HORNSBY, C.J., and ALMON, SHORES and KENNEDY, JJ., concur.
MADDOX and HOUSTON, JJ., dissent.
In Johnson v. Rice, 551 So.2d 940 (Ala. 1989), these same appellants were held to have standing to challenge the validity of each annexation ordinance involved in that case. What has changed? In my opinion, a group of citizens who oppose the legalization of the sale of alcoholic beverages would have standing to challenge governmental action that would affect their rights. Even though they may not reside in the area to be annexed, they have an interest in any annexation to the city that is for the direct or indirect purpose of permitting the sale of alcoholic beverages, an issue of obvious concern to them. Before the annexation, alcoholic beverages could not be sold on the annexed property, because the county had voted to remain "dry." After the annexation, alcoholic beverages can be sold on the annexed property, and it appears from the evidence that one of the reasons for the annexation is to legalize the sale of alcoholic beverages on the annexed property. I believe that gives to this unincorporated association of voters sufficient interest in the annexation that they would have standing to challenge its validity. Although these citizens cannot prevent the residents of the city from voting "wet" or "dry," they should be able to determine whether what was formerly an unincorporated part of the county has validly become a part of the city. Consequently, I respectfully disagree with the court's holding.

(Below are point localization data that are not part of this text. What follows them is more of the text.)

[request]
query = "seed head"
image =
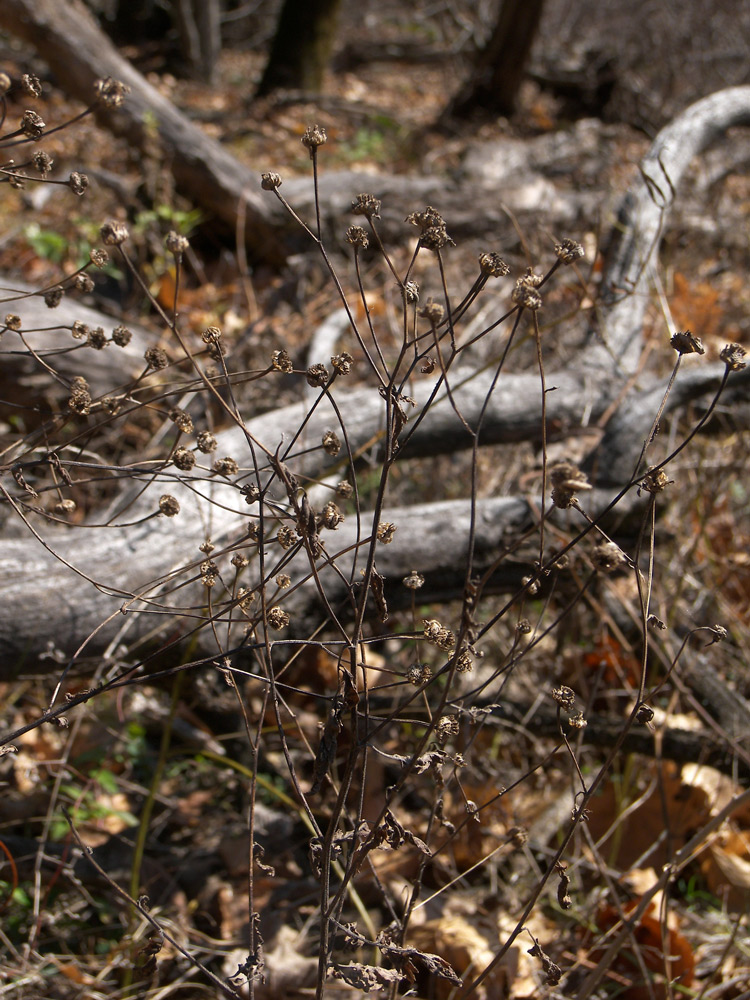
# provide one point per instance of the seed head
(32, 124)
(732, 355)
(111, 93)
(78, 184)
(569, 251)
(312, 137)
(31, 84)
(644, 715)
(410, 291)
(386, 531)
(183, 459)
(367, 205)
(464, 662)
(413, 581)
(281, 361)
(226, 466)
(176, 244)
(608, 556)
(278, 618)
(446, 729)
(564, 696)
(121, 336)
(317, 376)
(686, 343)
(342, 363)
(433, 312)
(438, 635)
(418, 674)
(114, 233)
(99, 258)
(206, 442)
(286, 536)
(97, 338)
(493, 265)
(331, 443)
(156, 358)
(525, 293)
(169, 505)
(270, 181)
(567, 479)
(80, 400)
(655, 480)
(43, 162)
(357, 237)
(53, 297)
(211, 335)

If I were writing on a clean slate, I would simply hold that the summary judgment was proper because the plaintiffs lacked standing to challenge the annexation. That would be consistent with the position that I took in joining Justice Almon's dissent on the standing issue in Johnson v. Rice, 551 So.2d 940 (Ala. 1989). However, a majority of this Court impliedly held that the plaintiffs in Johnson v. Rice, supra, had standing. Johnson v. Rice was consolidated with JLJ, Inc. v. Marshall County Concerned Citizens, 551 So.2d 940 (Ala. 1989). I cannot distinguish the standing issue in JLJ, Inc. v. Marshall County Concerned Citizens from the standing issue in this case. So the slate is not clean. The majority of this Court has held that these plaintiffs have standing, and for me to hold otherwise would violate not only the doctrine of stare decisis, but also the doctrine of res judicata. That I refuse to do. Therefore, I must respectfully dissent.